Consumer inflation hits 6-month high

China's year-on-year CPI and PPI both rise at a faster pace in April with a 6.1 percent jump in food prices.

China’s consumer inflation continued to quicken last month to hit a 6-month high, while factory-gate inflation also increased at a faster pace.

The Consumer Price index, a main gauge of inflation, grew 2.5 percent in April from a year earlier, 0.2 percentage points faster than the previous month, to be the highest since October, the National Bureau of statistics said on Thursday. 

On a month-on-month basis, the headline CPI rose 0.1 percent last month, compared with a 0.4 percent decline in March. Among them, the pork price extended the rebound by 1.6 percent mainly due to African swine fever, according to the statistics bureau. 

Food prices jumped 6.1 percent year on year in April, contributing to a 1.19-percentage-point rise in the overall CPI growth. The pace of increase was also faster than the 4.1 percent recorded in March. 

The price of vegetables and fruits remained high, surging by 17.4 percent and 11.9 percent year on year, respectively, contributing to growth of 0.43 percentage points and 0.22 percentage points in the headline CPI.

The higher fruit prices were mainly due to the poor harvest in the northern area last autumn and the shortage of inventories this year, according to the bureau's Dong Yaxiu.

Pork prices soared by 14.4 percent year on year in April, 9.3 percentage points faster than the March figure and reversing the 4.8 percent decline in February, leading to a 0.31-percentage-point increase in overall CPI growth. 

"We believe the rapid spread of African swine fever since August 2018 could help push up pork prices by another 40 percent over the next six months," said Lu Ting, chief China economist of Nomura.

On April 23, Wang Junxun, spokesman of the Ministry of Agriculture and Rural Affairs, warned the risk of a more severe shortage in hog supply in coming quarters, due to a lack of hog inventory build-up by pig farmers fearing the spread of ASF. He also said hog prices may exceed their record high (in 2016) in the fourth quarter this year.

Non-food prices, meanwhile, also rose by 1.7 percent year on year, slightly slower than the 1.8 percent growth in March.

The price of health care, education, culture and recreation, and residence advanced 2.6 percent, 2.5 percent and 2 percent respectively. Together they contributed to a 0.22-percentage-point increase in overall CPI growth.

Lu expects the headline year-on-year CPI inflation to exceed 3 percent in some months this year.

The Producer Price index, which measures costs of goods at the factory gate, rose by a stronger-than-expected 0.3 percent year on year in April, 0.2 percentage points faster than the previous month, mainly due to a low base and more expensive oil prices, according to Nomura.

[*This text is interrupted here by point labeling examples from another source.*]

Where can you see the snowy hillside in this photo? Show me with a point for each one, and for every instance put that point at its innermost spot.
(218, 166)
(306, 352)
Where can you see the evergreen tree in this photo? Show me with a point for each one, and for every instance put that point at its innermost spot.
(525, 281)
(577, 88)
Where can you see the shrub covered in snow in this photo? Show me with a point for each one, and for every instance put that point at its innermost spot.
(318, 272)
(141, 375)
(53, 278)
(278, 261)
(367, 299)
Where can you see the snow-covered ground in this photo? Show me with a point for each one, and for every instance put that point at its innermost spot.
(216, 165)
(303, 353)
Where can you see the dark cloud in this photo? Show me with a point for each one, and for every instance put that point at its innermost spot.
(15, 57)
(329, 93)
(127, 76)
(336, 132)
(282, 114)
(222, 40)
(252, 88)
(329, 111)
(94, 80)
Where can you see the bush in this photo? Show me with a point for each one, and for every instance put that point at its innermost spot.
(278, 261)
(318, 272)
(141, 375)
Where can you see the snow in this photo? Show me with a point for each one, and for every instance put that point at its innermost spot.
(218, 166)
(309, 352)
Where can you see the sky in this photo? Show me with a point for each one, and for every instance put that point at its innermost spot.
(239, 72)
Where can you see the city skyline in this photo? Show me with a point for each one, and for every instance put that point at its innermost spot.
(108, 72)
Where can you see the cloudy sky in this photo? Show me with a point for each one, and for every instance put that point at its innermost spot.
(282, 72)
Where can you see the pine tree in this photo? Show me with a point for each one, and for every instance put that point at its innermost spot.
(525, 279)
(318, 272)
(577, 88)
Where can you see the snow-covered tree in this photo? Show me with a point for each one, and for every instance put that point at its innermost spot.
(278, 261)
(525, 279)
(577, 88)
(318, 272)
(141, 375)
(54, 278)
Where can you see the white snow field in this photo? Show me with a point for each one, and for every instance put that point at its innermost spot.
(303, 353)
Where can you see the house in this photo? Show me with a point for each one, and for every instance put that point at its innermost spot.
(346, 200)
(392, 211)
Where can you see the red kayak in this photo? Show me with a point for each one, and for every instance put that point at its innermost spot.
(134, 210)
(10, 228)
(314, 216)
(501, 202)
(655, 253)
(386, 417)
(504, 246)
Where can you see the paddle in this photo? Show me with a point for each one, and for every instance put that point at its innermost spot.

In month-on-month terms, PPI inflation also went up to 0.3 percent from 0.1 percent in March, much higher than the 0.2 percent decline in April last year.

Among upstream sectors, PPI inflation in the mining sector increased to 5.3 percent year on year in April from 4.2 percent in March, while in the processing sector, it rose to 0.9 percent from 0.4 percent.

PPI inflation also broadly improved among major industries, with price inflation rising significantly in ferrous metal processing industries, fuel processing, coal mining, and oil and natural gas extraction.

"As PPI is closely related to the industrial profit outlook, its gain is expected to support a continuous expansion in industrial activity, after April’s manufacturing PMI printed 50.1," said Xing Zhaopeng, China markets economist at the Australia and New Zealand Banking Group.